Selon le Sénat, la non-livraison des BPC à la Russie coûtera au moins 200 millions d’euros

Selon l’accord conclu le 5 août dernier au sujet de la non-livraison des deux Bâtiments de projection et de commandement (BPC) de type Mistral à la marine russe, la France a remboursé 949,7 millions d’euros à la Russie. Soit le montant que cette dernière avait déjà avancé pour l’acquision de ces navires commandés en 2011 pour 1,2 milliards d’euros.

La semaine passée, l’on apprenait que ces deux BPC allaient prendre la direction de l’Égypte, Le Caire les ayant achetés pour 950 millions d’euros environ. Ce qui a fait dire au porte-parole du gouvernement et ministre de l’Agriculture, Stéphane Le Foll, que la non-livraison des bateau à la Russie ne se traduirait finalement par aucune perte pour les finances publiques.

Le fait est, 949,7 millions remboursés d’un côté… et 950 millions de recettes de l’autre… La balance est, à première vue, à l’équilibre. Sauf pour la commission des Finances du Sénat, pour qui cette opération se soldera par une perte évaluée entre 200 et 250 millions d’euros pour le contribuable.
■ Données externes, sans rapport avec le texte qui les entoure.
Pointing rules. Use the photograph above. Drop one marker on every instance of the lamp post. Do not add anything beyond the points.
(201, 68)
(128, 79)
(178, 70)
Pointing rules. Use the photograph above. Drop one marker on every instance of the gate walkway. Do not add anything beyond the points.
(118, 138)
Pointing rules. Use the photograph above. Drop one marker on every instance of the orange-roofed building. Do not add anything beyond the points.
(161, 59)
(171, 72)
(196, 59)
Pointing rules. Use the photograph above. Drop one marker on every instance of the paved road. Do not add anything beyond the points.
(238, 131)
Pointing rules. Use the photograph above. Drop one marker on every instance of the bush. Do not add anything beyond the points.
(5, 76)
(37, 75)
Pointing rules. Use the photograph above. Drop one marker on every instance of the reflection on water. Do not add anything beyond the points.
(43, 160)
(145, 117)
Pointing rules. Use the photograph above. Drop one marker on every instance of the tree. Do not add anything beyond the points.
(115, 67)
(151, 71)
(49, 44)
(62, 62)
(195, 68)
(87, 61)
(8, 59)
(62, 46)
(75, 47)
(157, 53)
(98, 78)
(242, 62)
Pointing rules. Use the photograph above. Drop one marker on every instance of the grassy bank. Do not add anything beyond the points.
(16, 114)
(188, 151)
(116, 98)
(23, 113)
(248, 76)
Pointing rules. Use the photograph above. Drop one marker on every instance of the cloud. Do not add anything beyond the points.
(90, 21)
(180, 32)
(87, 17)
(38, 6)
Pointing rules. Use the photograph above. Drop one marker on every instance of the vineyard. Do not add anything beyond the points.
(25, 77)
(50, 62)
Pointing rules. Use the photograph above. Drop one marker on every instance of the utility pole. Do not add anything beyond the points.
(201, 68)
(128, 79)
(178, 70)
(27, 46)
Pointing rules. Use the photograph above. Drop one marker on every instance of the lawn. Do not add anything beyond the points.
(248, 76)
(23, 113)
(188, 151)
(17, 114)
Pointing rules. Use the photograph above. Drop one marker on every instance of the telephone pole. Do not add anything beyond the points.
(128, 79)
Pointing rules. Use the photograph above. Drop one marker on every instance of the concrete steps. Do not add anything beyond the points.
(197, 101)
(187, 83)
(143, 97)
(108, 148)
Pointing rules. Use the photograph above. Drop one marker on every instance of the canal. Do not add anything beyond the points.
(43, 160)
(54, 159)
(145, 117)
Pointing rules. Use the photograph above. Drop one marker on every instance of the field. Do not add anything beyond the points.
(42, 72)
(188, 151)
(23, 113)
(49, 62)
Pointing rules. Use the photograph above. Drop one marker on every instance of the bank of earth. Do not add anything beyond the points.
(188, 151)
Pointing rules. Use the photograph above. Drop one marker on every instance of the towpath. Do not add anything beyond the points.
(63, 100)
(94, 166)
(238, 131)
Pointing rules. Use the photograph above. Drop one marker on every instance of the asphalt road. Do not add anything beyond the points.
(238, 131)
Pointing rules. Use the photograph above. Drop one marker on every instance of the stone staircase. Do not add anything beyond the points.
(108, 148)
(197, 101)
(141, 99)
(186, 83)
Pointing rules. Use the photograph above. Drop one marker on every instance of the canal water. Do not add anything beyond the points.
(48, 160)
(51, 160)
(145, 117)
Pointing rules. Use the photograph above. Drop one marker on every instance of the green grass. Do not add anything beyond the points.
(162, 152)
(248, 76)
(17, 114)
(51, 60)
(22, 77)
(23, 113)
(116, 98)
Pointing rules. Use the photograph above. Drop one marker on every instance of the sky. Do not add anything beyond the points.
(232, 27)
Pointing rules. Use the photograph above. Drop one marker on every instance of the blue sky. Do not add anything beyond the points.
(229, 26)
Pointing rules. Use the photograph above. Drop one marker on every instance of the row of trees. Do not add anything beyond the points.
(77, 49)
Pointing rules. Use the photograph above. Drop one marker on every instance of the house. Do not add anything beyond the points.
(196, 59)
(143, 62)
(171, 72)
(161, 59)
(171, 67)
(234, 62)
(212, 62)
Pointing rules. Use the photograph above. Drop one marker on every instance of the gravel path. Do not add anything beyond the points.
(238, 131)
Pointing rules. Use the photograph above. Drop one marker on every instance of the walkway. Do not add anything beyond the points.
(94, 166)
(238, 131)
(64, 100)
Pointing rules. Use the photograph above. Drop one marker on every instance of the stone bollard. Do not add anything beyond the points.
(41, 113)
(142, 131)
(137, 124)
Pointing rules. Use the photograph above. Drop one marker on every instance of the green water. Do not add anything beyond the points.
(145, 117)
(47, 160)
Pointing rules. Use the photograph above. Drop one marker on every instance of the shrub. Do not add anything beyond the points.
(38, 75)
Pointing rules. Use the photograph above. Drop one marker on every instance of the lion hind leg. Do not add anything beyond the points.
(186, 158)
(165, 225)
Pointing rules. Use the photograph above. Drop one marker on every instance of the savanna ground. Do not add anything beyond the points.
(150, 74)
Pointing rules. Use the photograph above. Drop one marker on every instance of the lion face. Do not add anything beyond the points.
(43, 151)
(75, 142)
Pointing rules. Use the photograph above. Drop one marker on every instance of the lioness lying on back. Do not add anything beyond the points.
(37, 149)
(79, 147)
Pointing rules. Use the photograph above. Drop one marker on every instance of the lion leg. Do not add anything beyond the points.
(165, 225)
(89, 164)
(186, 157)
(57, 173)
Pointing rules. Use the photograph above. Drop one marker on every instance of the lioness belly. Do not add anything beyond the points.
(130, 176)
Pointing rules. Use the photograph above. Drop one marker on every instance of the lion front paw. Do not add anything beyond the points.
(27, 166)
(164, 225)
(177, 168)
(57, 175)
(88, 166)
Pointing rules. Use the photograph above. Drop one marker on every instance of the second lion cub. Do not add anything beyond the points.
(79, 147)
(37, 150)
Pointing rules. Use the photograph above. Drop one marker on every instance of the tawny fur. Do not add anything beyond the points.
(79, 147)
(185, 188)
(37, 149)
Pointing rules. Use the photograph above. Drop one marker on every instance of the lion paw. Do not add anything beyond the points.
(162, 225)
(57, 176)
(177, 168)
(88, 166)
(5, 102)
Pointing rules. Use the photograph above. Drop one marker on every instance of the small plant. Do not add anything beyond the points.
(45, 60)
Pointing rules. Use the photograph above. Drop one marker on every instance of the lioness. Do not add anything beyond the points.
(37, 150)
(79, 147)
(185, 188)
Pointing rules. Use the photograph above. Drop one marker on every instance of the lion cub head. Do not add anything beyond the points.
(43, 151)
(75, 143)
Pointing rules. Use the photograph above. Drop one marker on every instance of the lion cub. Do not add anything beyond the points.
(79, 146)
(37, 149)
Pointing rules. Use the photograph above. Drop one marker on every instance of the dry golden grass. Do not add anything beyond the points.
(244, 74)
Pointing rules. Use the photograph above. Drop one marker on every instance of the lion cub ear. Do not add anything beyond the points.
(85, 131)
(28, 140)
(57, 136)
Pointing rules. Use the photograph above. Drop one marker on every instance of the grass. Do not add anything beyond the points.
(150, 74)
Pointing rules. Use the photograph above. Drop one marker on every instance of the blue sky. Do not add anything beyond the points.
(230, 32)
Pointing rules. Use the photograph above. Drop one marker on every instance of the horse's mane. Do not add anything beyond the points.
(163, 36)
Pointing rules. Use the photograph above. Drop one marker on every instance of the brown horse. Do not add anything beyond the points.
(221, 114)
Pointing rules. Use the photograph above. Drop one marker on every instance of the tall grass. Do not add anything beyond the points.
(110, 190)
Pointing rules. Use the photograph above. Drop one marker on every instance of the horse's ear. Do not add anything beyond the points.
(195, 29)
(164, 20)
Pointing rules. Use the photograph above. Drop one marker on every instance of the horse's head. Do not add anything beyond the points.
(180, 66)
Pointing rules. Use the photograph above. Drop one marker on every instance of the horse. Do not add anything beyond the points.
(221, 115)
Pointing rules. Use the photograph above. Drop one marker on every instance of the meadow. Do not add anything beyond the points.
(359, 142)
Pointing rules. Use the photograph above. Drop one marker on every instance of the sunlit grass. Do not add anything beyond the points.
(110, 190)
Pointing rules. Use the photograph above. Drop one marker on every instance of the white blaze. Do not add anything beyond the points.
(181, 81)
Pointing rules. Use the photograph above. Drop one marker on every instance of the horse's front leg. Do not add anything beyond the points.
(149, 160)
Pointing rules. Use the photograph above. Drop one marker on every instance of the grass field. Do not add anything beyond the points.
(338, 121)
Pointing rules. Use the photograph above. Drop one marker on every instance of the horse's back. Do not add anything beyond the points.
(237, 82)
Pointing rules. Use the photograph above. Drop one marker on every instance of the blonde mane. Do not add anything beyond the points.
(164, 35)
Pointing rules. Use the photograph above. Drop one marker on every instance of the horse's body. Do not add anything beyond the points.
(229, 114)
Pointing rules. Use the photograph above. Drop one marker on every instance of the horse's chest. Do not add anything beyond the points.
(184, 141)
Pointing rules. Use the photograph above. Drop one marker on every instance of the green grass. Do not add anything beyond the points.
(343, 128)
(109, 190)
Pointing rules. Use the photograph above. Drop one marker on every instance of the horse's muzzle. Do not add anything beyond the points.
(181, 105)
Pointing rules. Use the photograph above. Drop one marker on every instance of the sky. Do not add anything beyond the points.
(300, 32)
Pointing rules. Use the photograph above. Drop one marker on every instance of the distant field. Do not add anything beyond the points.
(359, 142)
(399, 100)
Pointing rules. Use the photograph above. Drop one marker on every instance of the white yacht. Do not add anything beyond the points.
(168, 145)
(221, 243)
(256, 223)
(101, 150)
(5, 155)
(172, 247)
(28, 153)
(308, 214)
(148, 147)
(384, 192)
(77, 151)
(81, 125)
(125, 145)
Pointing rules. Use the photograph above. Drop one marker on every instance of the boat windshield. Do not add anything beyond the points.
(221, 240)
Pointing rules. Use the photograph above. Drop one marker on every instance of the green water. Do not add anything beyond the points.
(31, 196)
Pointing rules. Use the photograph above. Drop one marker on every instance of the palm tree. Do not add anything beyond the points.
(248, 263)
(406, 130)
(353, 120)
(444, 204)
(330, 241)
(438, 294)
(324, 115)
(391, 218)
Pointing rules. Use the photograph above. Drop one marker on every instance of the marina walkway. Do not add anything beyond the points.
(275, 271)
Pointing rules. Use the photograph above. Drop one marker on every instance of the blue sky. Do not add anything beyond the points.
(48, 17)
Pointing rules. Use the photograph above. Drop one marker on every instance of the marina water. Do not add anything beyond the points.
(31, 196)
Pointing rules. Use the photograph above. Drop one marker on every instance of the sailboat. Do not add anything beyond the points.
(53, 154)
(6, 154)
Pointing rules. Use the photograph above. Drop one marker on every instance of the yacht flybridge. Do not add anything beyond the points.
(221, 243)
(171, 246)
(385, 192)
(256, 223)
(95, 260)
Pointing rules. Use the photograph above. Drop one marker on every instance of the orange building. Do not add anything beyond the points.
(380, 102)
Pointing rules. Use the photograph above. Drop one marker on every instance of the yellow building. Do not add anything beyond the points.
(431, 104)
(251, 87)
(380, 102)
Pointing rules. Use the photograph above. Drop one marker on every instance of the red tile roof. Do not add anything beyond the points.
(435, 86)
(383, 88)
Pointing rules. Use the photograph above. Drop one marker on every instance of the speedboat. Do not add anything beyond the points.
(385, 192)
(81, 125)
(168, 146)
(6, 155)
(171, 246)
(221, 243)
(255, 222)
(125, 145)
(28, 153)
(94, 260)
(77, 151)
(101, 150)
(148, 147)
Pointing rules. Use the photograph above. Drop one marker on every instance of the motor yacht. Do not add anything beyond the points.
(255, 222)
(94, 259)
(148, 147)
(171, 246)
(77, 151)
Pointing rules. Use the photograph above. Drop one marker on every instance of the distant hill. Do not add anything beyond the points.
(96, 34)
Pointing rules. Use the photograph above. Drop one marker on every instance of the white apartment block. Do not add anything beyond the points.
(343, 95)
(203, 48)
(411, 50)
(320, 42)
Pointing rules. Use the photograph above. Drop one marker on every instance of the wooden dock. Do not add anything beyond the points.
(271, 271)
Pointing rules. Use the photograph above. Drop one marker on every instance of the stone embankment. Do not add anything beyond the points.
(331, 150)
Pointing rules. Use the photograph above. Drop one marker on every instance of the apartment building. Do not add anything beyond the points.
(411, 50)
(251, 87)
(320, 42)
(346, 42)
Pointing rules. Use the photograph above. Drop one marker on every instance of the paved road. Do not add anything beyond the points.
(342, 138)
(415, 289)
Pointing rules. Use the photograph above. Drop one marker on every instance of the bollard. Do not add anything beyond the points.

« Il est faux de soutenir, comme le fait le Gouvernement, que la France et ses industriels ne subiront ‘aucune perte’ du fait de ces accords grâce la revente des BPC à l’Égypte », a-t-elle affirmé dans un communiqué publié ce 29 septembre, à l’issue de l’examen du rapport pour avis de M. Dominique de Legge [.pdf] concernant le projet de loi autorisant l’approbation de l’accord du 5 août.

« Hors revente des BPC, l’État supportera une perte financière d’environ 1,1 milliard d’euros, qui se traduira en 2015 par un effet négatif sur le solde budgétaire de 556,7 millions d’euros » et « si l’accord de principe trouvé avec l’Égypte se concrétise effectivement, le reversement au budget général d’une fraction du produit de la vente des BPC pourrait finalement ramener le coût pour l’État à un montant compris entre 200 millions d’euros et 250 millions d’euros », est-il avancé dans le texte.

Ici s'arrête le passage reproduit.